WHEN: Thursday, October 7th, 5:00 PM



WHERE: Strong Hall 101 | University of Tennessee Campus
1621 West Cumberland Avenue, Knoxville, TN 37902

 

ALSO STREAMING VIRTUALLYhttp://tiny.utk.edu/2021Jackson

 

Free & Open to the Public


The Department of History is pleased to present the 2021 Charles Jackson Memorial Lecture with a talk by Mark Smith, the Carolina Distinguished Professor of History at the University of South Carolina and Fellow of the Royal Historical Society. 

The study of “cascade disasters”—when multiple environmental disasters barrel into one another—is burgeoning among scholars of hazards and disaster recovery. Historians can learn much from their work. This lecture explores how the sensory experience of a series of environmental disasters in 1867—hurricanes, earthquakes, and tsunamis—influenced a key event in nineteenth-century US foreign policy. It invites us to think about how cascade disasters, the history of  the senses, and diplomatic history might be brought into profitable dialogue. More broadly, it highlights
how serious and sustained conversations between the social sciences and the humanities can shed meaningful light on both past human experience and foreign policy initiatives.


MARK SMITH is a Carolina Distinguished
Professor of History at the University of South
Carolina and Fellow of the Royal Historical
Society. He is author or editor of a dozen
books and recognized as one of the foremost
scholars of the American South. As a pioneer
in the history of the senses, he is also a noted
scholar of the history of natural disasters. Smith
has lectured in Europe, throughout the United
States, Australia, and China; he has appeared
on The History Channel and on multiple radio
outlets.
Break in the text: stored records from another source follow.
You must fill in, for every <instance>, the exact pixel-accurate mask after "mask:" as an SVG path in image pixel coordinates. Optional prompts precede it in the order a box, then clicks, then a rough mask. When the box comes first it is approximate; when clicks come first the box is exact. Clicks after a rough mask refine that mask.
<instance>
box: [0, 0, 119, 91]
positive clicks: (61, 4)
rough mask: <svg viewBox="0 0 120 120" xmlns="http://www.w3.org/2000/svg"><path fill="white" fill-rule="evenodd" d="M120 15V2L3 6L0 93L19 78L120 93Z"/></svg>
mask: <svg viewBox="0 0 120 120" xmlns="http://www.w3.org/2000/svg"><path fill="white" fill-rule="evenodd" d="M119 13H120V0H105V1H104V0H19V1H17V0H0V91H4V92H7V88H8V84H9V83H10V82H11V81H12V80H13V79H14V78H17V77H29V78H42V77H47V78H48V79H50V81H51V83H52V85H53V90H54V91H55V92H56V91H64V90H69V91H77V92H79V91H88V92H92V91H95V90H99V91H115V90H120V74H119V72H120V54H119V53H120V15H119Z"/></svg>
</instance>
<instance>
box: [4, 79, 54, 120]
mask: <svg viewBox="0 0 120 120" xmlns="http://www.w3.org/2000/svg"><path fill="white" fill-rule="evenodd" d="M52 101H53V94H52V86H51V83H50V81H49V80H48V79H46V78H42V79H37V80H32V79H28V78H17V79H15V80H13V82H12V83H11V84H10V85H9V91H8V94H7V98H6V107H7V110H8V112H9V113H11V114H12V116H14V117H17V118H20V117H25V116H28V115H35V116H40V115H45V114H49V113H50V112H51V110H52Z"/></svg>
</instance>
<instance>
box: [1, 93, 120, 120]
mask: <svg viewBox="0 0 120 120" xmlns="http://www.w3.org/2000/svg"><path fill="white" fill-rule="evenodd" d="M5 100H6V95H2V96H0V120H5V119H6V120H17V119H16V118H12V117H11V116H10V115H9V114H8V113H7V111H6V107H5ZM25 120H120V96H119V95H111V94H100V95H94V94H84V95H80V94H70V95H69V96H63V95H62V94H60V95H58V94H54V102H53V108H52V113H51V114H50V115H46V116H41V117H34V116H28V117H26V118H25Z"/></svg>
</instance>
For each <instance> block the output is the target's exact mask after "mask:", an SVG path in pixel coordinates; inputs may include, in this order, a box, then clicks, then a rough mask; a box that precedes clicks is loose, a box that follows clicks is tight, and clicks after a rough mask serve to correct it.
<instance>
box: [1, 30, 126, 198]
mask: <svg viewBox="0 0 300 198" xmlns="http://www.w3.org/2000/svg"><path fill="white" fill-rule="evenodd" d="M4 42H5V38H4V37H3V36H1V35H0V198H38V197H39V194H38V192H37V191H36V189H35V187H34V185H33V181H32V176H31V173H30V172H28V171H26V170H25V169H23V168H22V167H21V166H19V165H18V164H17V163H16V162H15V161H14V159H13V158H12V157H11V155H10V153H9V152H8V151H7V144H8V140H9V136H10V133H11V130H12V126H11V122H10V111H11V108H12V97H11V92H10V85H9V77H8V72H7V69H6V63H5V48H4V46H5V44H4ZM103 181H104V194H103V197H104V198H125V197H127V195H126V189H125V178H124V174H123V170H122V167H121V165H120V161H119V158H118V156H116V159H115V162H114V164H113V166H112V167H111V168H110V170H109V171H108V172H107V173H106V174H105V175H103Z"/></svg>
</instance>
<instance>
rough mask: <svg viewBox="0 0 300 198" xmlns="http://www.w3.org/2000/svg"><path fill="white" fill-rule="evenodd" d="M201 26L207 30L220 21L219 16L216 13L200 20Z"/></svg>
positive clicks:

He has keynoted at the London Jazz
Festival and his work has been reviewed and
featured in the New York Times, the London Times, Brain
, Science, the Washington Post, Slate, the Wall Street Journal, Garden & Gun, and
Foreign Affairs. He is the General Editor of Cambridge University Press’
series, Studies on the American South, and General Editor of Penn State
University Press’ Perspectives in Sensory History. He has been a regular
book reviewer for the Wall Street Journal.